Axion Like Particles ( ALPs ) are one promising kind of dark matter candidate particles that are predicted to couple with photons in the presence of magnetic fields .
The oscillations between photons and ALPs travelling in the magnetic fields have been used to constrain ALP properties .
In this work , we obtain some new constraints on the ALP mass m _ { a } and the photon-ALP coupling constant g with two different magnetic field models through TeV photons from PKS 2155-304 .
One is the discrete- \varphi model that the magnetic field has the orientation angle \varphi changes discretely and randomly from one coherent domain to the next , another is the linearly-continuous- \varphi model that the magnetic field orientation angle \varphi varies continuously across neighboring coherent domains .

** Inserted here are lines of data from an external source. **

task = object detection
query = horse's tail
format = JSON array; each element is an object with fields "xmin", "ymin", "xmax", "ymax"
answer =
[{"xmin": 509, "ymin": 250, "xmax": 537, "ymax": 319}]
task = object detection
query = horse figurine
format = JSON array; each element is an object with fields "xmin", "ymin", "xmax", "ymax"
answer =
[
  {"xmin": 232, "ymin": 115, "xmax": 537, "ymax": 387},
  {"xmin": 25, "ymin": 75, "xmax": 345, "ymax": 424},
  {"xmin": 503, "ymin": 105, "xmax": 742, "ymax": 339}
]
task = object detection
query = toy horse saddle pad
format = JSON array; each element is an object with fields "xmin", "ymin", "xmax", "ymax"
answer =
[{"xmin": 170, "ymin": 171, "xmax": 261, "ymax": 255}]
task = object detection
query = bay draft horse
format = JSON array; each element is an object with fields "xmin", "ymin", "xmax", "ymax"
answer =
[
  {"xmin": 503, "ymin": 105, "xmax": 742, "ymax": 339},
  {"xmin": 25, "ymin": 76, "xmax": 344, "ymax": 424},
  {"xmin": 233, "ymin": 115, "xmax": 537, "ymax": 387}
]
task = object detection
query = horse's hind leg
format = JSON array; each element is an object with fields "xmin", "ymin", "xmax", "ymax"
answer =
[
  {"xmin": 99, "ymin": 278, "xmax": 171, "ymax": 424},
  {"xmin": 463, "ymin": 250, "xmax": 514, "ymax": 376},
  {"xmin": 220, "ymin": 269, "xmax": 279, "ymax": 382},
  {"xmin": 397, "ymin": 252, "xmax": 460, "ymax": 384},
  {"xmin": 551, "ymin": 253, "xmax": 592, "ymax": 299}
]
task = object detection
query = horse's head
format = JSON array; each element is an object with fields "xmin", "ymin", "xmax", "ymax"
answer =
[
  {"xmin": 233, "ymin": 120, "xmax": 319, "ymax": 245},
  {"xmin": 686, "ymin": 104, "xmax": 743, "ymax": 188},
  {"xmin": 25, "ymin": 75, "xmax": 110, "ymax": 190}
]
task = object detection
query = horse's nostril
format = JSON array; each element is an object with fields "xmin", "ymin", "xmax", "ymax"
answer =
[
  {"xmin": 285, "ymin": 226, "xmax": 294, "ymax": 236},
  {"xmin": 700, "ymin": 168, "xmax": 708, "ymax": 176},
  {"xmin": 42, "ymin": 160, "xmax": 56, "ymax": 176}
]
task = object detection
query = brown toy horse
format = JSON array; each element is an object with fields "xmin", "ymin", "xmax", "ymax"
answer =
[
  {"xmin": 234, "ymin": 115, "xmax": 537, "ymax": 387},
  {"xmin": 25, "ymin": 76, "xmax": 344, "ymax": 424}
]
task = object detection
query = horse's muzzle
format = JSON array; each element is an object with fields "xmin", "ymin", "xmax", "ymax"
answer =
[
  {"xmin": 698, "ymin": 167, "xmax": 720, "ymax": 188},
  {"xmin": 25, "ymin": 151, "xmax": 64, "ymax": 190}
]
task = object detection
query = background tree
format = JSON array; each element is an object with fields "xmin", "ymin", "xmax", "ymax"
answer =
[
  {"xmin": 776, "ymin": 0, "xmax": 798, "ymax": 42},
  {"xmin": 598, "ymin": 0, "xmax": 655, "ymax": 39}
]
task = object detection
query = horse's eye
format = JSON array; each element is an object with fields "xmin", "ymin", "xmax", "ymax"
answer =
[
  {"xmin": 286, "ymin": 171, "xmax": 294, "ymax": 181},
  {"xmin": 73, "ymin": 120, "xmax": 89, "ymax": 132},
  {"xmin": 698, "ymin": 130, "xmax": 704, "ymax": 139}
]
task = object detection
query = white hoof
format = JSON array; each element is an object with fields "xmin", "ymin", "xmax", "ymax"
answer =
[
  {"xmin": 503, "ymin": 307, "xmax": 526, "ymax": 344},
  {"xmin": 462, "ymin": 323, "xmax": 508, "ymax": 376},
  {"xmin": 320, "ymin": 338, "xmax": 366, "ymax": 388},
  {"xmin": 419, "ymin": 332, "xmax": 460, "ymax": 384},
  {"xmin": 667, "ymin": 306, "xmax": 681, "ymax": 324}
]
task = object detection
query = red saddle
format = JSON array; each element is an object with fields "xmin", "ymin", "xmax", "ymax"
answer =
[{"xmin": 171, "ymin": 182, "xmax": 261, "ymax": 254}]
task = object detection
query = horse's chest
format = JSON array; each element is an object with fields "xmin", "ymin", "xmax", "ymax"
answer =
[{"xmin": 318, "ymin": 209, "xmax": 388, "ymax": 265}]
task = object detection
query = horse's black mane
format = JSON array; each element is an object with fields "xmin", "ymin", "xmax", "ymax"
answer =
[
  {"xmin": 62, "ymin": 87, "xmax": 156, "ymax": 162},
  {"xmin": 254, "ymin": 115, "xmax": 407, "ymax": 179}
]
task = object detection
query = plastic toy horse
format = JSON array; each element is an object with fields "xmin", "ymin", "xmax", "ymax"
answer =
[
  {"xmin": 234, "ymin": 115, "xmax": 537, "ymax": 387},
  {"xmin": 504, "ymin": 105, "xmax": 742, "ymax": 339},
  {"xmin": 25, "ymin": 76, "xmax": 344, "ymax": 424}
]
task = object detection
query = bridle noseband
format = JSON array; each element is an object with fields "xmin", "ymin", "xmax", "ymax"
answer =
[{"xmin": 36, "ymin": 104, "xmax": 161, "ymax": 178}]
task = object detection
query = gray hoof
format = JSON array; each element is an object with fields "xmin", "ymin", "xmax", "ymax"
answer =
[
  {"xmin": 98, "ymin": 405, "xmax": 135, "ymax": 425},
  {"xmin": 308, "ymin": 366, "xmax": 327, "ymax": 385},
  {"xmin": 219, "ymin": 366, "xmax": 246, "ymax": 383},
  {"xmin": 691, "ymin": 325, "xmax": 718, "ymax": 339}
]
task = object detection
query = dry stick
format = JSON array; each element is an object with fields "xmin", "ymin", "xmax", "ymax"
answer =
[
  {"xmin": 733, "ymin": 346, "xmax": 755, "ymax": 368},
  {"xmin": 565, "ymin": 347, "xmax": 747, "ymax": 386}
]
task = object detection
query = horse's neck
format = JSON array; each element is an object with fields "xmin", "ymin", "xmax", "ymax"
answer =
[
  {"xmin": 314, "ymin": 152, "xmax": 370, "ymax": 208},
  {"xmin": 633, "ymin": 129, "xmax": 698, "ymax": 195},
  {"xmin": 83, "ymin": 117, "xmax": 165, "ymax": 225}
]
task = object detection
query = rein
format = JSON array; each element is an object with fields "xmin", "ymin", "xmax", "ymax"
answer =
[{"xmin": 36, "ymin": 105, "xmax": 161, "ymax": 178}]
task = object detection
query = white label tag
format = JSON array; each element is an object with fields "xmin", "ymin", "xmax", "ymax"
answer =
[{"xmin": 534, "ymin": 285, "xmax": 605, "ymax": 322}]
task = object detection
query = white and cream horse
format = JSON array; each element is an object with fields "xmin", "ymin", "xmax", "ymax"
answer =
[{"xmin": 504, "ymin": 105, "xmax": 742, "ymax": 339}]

For the discrete- \varphi model , we can obtain the best constraints on the ALP mass m _ { 1 } = m _ { a } / ( 1 { neV } ) = 0.1 and on the photon-ALP coupling constant g _ { 11 } = g / ( 10 ^ { -11 } { GeV ^ { -1 } } ) = 5 , the reasonable range of the ALP mass m _ { 1 } is 0.08 \thicksim 0.2 when g _ { 11 } =5 , and the only reasonable value of the photon-ALP coupling constant is g _ { 11 } =5 when m _ { 1 } =0.1 .
For the linearly-continuous- \varphi model , we can obtain the best constraints on the ALP mass m _ { 1 } = 0.1 and on the photon-ALP coupling constant g _ { 11 } = 0.7 , the reasonable range of the ALP mass m _ { 1 } is 0.05 \thicksim 0.4 when g _ { 11 } =0.7 , and the reasonable range of the photon-ALP coupling constant g _ { 11 } is 0.5 \thicksim 1 when m _ { 1 } =0.1 .
All the results are consistent with the upper bound ( g < 6.6 \times 10 ^ { -11 } { GeV ^ { -1 } } , i.e . g _ { 11 } < 6.6 ) set by the CAST experiment .